SEATTLE—At the SUPERCOMPUTING 2011 show here Tuesday (Nov. 15), Intel Corp. showed off its 22-nm "Knight's Corner" co-processor compute accelerator, boasting over 50 cores and delivering a purported one teraflops of double precision floating point performance, outstripping Nvidia’s Tesla 2090 accelerator.
Showing off the very first silicon available, Intel’s Rajeeb Hazra, general manager of technical computing at the Intel datacenter and connected systems group said the single 1TFLOP/s chip was the equivalent of the entire AsciiRed system built back in 1997, consisting of 9298 Pentium II Xeon processors.
That system made up 72 cabinets of computing power.
“That was a very proud day for us, but today we can get a teraflop of sustained double precision performance in one 3-D tri-gate 22-nm chip running Linux,” said Hazra adding, “It’s not on Powerpoint, it’s a real chip, we have it in our labs and it’s working.”
Intel later showed off a makeshift system running the chip to select press, though very few additional specs were given out.
“We don’t know of any other mainstream architecture chip with this kind of performance,” said Hazra, explaining that the main benefits lay in the extreme programmability of the chip.
“The programming model story is clear to us,” he said noting that all the software tools being used on Xeons today would be able to scale to Knight’s Corner with minimal effort, giving Intel an advantage over rivals like Nvidia, which requires code to be adapted and ported before being accelerated on a GPU.
Intel’s MIC architecture also has the advantage of having been specifically designed to process highly parallel workloads, said Hazra.
“It’s a significant day. We are so excited about taking this architecture to market,” he said.
In addition, Hazra spoke briefly about Intel’s exascale efforts, saying the firm had set itself a firm goal of reaching the target by 2018, within a 20MW power envelope. To do so, he said, however, would require a large amount of investment and partnership.
“It’s not just a question of money, it’s a question of getting the right brains and eyes looking at solving the issues,” he said.
The ratio of brand advocacy to informed commentary seems extraordinarily high in many of the sentiments above.
Knights Corner gets most of those flops from a very wide SIMD micro-architecture. I happen to really LIKE SIMD micro-arches, and have done quite a lot of programming for them, and from what I see of the nLRBI (that's what the instruction set was called when the device was "Larrabee") it appears to be a very-well thought out SIMD ISA, far better than SSE.
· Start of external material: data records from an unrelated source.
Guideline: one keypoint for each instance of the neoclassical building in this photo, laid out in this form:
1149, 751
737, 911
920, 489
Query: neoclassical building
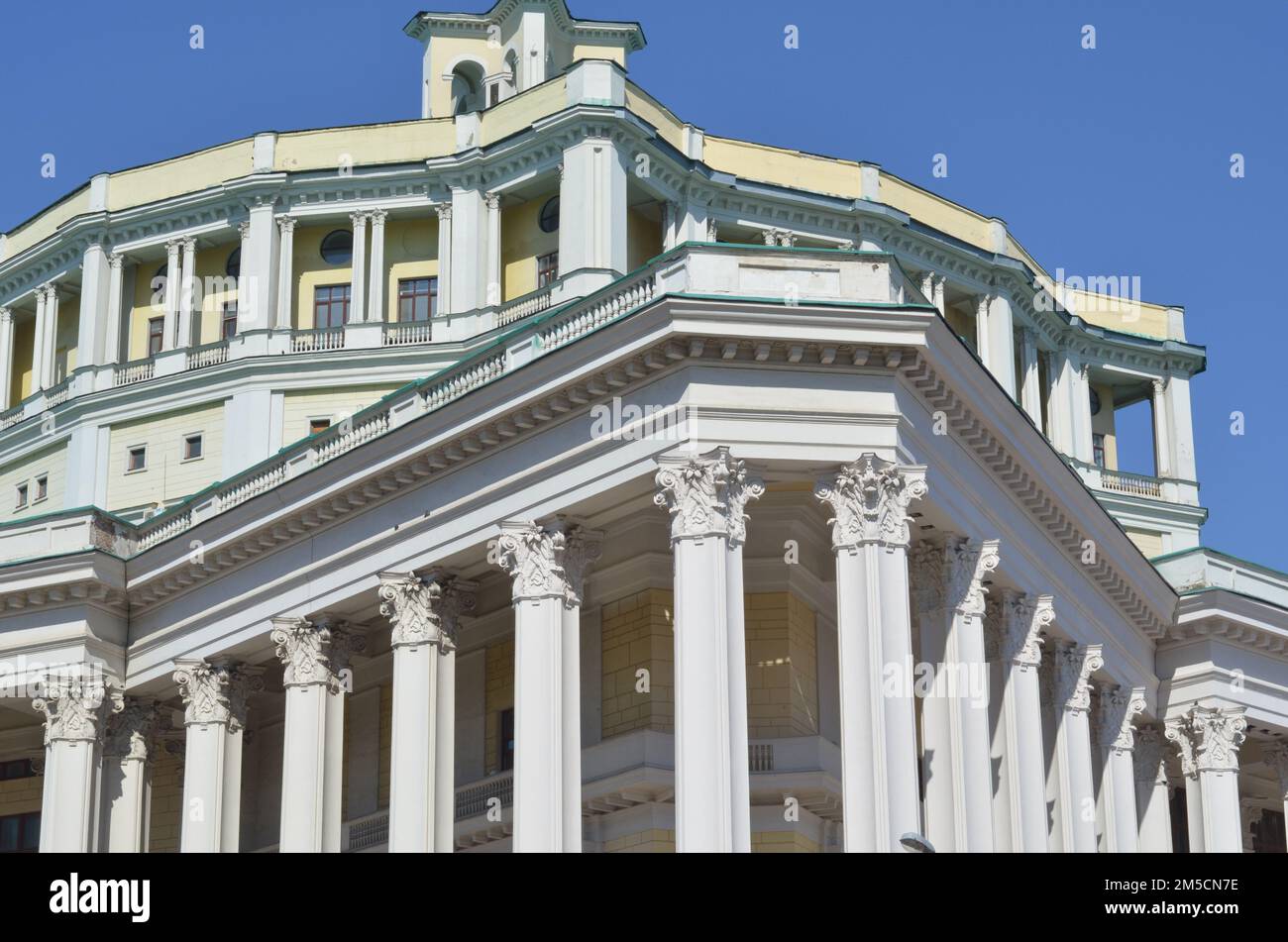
546, 473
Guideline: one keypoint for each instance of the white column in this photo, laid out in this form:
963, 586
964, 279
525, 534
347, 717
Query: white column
1162, 429
5, 357
76, 706
284, 273
445, 259
879, 740
38, 344
316, 659
214, 696
93, 305
376, 289
115, 302
1020, 820
51, 335
187, 293
359, 286
172, 282
983, 345
1001, 343
1276, 761
535, 558
1116, 710
706, 497
1030, 379
1209, 740
948, 585
1070, 687
492, 287
1153, 811
592, 207
424, 614
128, 775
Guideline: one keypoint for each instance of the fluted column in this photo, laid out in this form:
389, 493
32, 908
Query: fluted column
1116, 710
359, 282
284, 273
172, 286
542, 562
1276, 760
115, 302
425, 615
5, 357
376, 292
879, 738
948, 587
314, 657
706, 497
214, 697
128, 775
76, 708
1020, 812
1209, 740
1153, 808
187, 295
1070, 668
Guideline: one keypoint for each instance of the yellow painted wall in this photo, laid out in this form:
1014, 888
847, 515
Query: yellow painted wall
636, 633
643, 240
166, 820
334, 403
522, 241
52, 461
24, 348
166, 476
497, 696
782, 667
1103, 424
But the claim that ordinary "scalar" procedural programs written in C, Fortran etc are automatically going to be accelerated to Tflops ... simply isn't so.
If you can't exploit the SIMD width efficiently ... its a 2-issue x86 core which isn't all that different from Atom. It's the SIMD extensions that make this design "powerful." Auto-vectorizing compilers haven't lived up to the hype so far (for any microarch ... GPGPUs included).
AMD advocacy is misplaced here, because so far as I know, AMD isn't trying to compete in specialized HPC processors and/or adjunct accelerators. The competition is IBM with its spectrum of Cell/Power7/BlueGeneQ processors, and to some extent the nVidia Kepler+ARM initiative.
It's going to be an interesting competition ... I wouldn't make any predictions of success. Folks should remember that both Cell and Power7 have successively not "conquered the HPC world," and for those thinking that Intel has avoided such experiences .. remember Itanium? Or for that matter that Knight's Corner is an updated Larrabee?
My engineering career began in 1970 and I was using the 8086 in 1976. It's always somewhat of an odd feeling to still see the x86 label being referenced. I would never have imagined it back then. Kudos to Intel for sustaining the product line.